Justo entonces, Caleb y Fitzgerald irrumpieron en la habitación.
"¡Hailie!", gritó mi prometido mientras corría hacia ella, ignorando las llamas y mis jadeos desesperados. "¿Estás bien?".
"¡Caleb!", gritó Hailie mientras se arrojaba hacia sus brazos. "¡Ericka... intentó matarme! ¡Provocó el incendio en la habitación!".
Intenté hablar para negarlo, pero lo único que salió de mi garganta fue una tos sibilante; al final caí de rodillas mientras todo el mundo giraba.
Cuando Caleb finalmente se volvió hacia mí, me atravesó con unos ojos glaciales y gruñó: "Nunca aprendes, ¿verdad? ¡Eres una carga para esta familia!".
La ironía de sus palabras se sintió como un golpe físico.
Se volvió hacia el personal de la casa, quienes se habían reunido en la puerta. "Llévenla al sauna y pongan todo a la máxima temperatura. Es hora de que sienta algo que de verdad la queme".
Dos sirvientes me sujetaron de los brazos, sacándome a rastras de la habitación llena de humo; estaba demasiado débil, por lo que ni siquiera pude resistirme.
Me arrojaron al pequeño sauna de madera en el sótano; la puerta se cerró de golpe, y segundos después, escuché el siseo del vapor, con la temperatura subiendo gradualmente.
El calor se volvió sofocante, presionando mi cuerpo y robándome el aire de los pulmones; sudor corría por toda mi piel, la cual ardía tanto que parecía estar en carne viva.

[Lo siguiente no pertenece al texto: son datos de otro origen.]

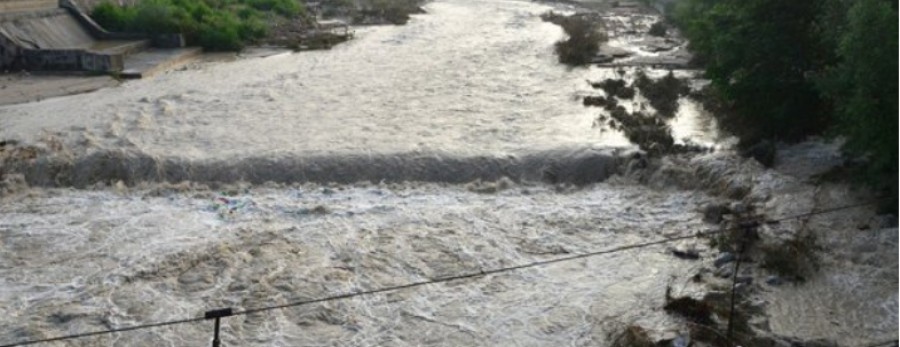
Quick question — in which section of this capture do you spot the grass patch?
[91,0,306,51]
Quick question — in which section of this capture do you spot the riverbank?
[0,0,897,347]
[536,2,897,346]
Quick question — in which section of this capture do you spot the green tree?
[820,0,898,192]
[675,0,828,144]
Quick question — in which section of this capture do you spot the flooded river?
[0,0,897,346]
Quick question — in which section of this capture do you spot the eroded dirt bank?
[0,0,897,346]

Golpeé la puerta desesperadamente a la vez que gritaba con una voz ronca: "¡Por favor! ¡Déjenme salir! ¡Caleb! ¡Fitz!".
Como era de esperarse, no recibí ninguna respuesta.
El calor se intensificó hasta el punto de sentir cómo mi piel se derretía.
Por alguna razón, recordé los tiempos más felices que viví en esta misma casa, las barbacoas familiares que compartimos en verano y las mañanas de Navidad junto a la chimenea.
En el pasado, di todo por estas personas, entregándoles un amor genuino.
¿Cómo pudieron las cosas terminar de esta manera? ¿Qué transformó su amor en algo tan monstruoso?
El dolor se volvió tan insoportable que ya ni siquiera podía gritar; me deslicé por la pared mientras mi cuerpo se convulsionaba.
Justo cuando sentí que perdía la consciencia, la puerta se abrió de golpe.
Hailie estaba allí, con su silueta iluminada por la tenue luz del sótano.
"¿Ya tuviste suficiente?", preguntó con una mezcla de satisfacción y burla.
Luego tomó un cubo de agua helada que estaba cerca. "Es hora de enfriarte", dijo con una sonrisa maliciosa antes de verter todo el contenido sobre mí.
Experimenté una nueva forma de agonía cuando el agua helada entró en contacto con mi piel ardiente; mi cuerpo se conmocionó y la oscuridad envolvió todo mi mundo.